While many countries have superficially committed to the goal of gender equality with a lot of noisy chatter about women on boards and women’s participation in politics, it appears that the glass ceiling is hardening for female judicial applicants in Canada and Australia, at least in the Superior Courts.
In its latest round of judicial appointments in December 2014, Canada’s Conservative government appointed just eight out of 33 – or 24 percent – of vacant federal judiciary positions to female applicants. Counting the latest appointees, roughly 34 percent of all judges serving on Canada’s superior and appellate courts, as well as the Federal Court, Federal Court of Appeal and Tax Court of Canada, are female.
While the judicial appointments procedure in Canada involves a number of individuals, it remains largely a political process. Committees in each province and territory representing the bench, the bar, law enforcement and the general public interview prospective candidates for vacant positions. The final say on federal appointments, though, is vested with the Cabinet, who act on the advice of the federal Minister of Justice, or in the case of appointing Chief Justices, the Prime Minister of Canada.
Critics of the Canada’s current federal government allege that it has been at best indifferent, and at worst purposefully stagnant, in its pursuit of gender parity on the bench. It is difficult to validate these complaints, though, since the appointments process for judges is secretive.
Canada’s Office of the Commissioner for Federal Judicial Affairs Canada is responsible for the administration of the federal judicial appointments process. While applicants must indicate their gender when applying, these statistics are not made public.
However, a recent report validates the idea that Canada has regressed on achieving gender parity on the bench. In March 2013, Canada’s chief actuary estimated that gender parity would be achieved by 2035, 8 years later than forecasted in a previous report from March 2010.
The situation in federal courts and tribunals in Australia is no more encouraging. While the High Court of Australia has, until recently, proudly boasted gender parity in its composition (with three women justices out of seven) this number was reduced to two women out of seven with the recent retirement of Justice Susan Crennan and Justice Geoffrey Nettle announced as her replacement.
This reduction in numbers of women on the High Court of Australia is particularly concerning when viewed in light of the wider federal landscape. Despite women currently comprising 46 per cent of the practicing legal profession (counting both barristers and solicitors) at present, only 11 women out of the 46 members of the Federal Court of Australia are women (soon to be 11 out of 47 (23 percent) when Justice James Edelman commences his appointment on 20 April 2015). Since coming to the office in late 2013, the current Commonwealth Attorney-General, Senator George Brandis, has had 17 opportunities to make appointments to federal courts and tribunals. On only two occasions has he found a woman to be the ‘best person for the job’.
This also comes as Senator Brandis has decided to move away from the more structured process for federal appointments, established by the previous Labour government 2008, that included articulating publically available appointment criteria; advertising vacancies and calling for nominations; and establishing an Advisory Panel to make recommendation to the Attorney-General.

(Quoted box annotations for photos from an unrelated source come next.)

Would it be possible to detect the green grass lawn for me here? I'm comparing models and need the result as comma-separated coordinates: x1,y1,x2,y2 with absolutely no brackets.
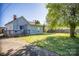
21,33,79,56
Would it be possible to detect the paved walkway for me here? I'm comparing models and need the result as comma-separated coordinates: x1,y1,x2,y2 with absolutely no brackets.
0,38,57,56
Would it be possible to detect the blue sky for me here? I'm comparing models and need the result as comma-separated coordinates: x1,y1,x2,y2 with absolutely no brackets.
0,3,47,26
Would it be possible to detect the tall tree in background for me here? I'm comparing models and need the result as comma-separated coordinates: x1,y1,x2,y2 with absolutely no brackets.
46,3,79,37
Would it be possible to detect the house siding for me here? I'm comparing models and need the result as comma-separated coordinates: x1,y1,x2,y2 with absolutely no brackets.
6,17,43,36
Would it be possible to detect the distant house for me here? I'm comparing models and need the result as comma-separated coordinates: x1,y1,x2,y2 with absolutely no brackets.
0,27,5,34
5,15,43,36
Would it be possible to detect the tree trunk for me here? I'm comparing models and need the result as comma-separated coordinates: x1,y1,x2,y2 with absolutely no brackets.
70,24,76,38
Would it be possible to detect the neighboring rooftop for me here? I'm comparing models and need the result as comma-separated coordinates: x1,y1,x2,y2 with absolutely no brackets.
5,15,42,26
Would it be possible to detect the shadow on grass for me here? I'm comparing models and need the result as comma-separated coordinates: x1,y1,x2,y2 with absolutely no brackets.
32,36,79,56
2,36,79,56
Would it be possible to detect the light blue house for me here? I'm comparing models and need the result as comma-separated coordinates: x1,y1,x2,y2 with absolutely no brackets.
5,15,43,36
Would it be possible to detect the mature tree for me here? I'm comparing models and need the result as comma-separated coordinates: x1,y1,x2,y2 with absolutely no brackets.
35,20,40,24
46,3,79,37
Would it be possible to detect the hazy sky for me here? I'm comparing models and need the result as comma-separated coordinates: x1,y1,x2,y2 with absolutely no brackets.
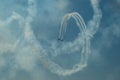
0,0,120,80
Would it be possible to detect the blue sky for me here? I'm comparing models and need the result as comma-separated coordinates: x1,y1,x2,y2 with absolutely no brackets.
0,0,120,80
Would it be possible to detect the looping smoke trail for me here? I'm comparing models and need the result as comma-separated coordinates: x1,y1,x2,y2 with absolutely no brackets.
24,0,101,76
0,0,102,76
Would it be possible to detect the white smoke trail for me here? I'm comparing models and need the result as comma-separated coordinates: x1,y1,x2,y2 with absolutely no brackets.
0,0,102,76
25,0,101,76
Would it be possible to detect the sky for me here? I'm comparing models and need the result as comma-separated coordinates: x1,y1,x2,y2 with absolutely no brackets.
0,0,120,80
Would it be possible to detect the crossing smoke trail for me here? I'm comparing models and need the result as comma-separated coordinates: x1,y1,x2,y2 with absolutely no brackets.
0,0,102,76
25,0,102,76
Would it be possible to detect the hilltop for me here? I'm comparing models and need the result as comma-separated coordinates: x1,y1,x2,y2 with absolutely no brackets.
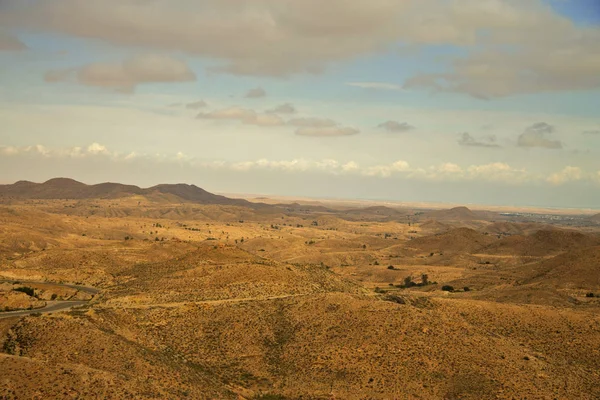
0,178,255,208
425,207,479,221
482,228,600,257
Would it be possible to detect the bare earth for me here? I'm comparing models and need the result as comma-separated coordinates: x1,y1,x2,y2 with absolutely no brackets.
0,182,600,399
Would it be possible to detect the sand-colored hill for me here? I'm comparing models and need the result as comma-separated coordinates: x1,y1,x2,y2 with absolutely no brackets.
0,293,600,399
481,229,600,257
525,246,600,292
419,219,452,233
425,207,479,221
0,183,600,400
0,178,258,208
407,228,496,253
481,221,558,236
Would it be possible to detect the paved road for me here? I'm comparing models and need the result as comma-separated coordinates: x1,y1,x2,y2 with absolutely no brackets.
0,279,100,294
0,280,100,319
0,301,87,319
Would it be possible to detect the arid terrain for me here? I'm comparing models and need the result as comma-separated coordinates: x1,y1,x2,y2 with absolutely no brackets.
0,179,600,399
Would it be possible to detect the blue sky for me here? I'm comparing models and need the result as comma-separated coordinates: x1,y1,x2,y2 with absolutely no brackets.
0,0,600,207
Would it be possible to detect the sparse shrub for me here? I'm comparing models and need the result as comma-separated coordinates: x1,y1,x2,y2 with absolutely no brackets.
383,294,406,304
404,276,417,288
253,394,286,400
13,286,35,297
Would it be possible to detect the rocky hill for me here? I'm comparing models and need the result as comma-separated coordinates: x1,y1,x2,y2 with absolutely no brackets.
425,207,479,221
408,228,496,253
0,178,255,208
482,229,600,257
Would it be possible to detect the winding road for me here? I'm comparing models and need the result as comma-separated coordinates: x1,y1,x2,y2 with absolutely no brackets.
0,280,100,319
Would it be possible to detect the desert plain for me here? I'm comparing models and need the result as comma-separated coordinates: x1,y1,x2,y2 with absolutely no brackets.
0,178,600,400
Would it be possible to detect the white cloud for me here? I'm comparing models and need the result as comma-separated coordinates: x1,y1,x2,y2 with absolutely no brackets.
467,162,534,183
342,161,360,172
296,126,360,137
267,103,296,114
198,107,256,121
0,142,600,185
548,166,584,185
0,30,27,51
458,132,500,148
517,122,563,149
363,161,411,178
346,82,404,90
0,0,600,98
245,88,267,99
377,121,415,133
185,100,208,110
244,114,285,126
197,107,285,126
44,54,196,93
87,143,108,155
287,117,337,128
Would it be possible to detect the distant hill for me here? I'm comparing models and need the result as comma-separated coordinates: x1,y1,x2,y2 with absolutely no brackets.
409,228,497,253
481,229,600,257
0,178,256,208
340,206,409,221
481,221,558,235
425,207,479,221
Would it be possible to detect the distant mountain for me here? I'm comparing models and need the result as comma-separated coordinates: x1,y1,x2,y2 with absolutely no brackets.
409,228,496,253
481,228,600,257
425,207,480,221
0,178,256,208
525,246,600,290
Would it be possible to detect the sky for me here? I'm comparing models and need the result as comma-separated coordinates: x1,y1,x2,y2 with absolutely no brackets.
0,0,600,208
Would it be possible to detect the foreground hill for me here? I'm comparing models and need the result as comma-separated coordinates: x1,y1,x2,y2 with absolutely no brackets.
409,228,496,253
525,246,600,291
0,178,255,208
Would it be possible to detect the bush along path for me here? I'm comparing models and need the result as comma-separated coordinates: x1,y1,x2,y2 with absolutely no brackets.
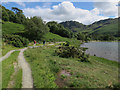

Rather, he has reverted to the old process of ‘secret sounding’ with, as Professor Andrew Lynch describes, the ‘revival of smog-like opacity around federal judicial appointment processes.’
A recent independent report prepared by Karon Monaghan QC and Sir Geoffrey Bindman QC for the British Labour Party highlights that the pursuit of a diverse judiciary, including a gender diverse judiciary, is important not only to protect the public face and legitimacy of the institution, but to ensure that there is equal opportunity for the many women who enter the legal profession to excel on equal footing with their male colleagues.
It is also a matter that impacts upon the quality of justice that such institutions can afford. Monaghan and Bindman were firmly of the view that:
‘if we wish to see a judiciary that collectively produces socially sensitive and well-reasoned decisions of the highest quality – a judiciary which does the job the public expects of it – then it must be a diverse judiciary. A diverse judiciary will dispense better justice.’
Regressive rates in appointing women to the federal judiciary in Canada and Australia severely compromise this and must be cause for concern.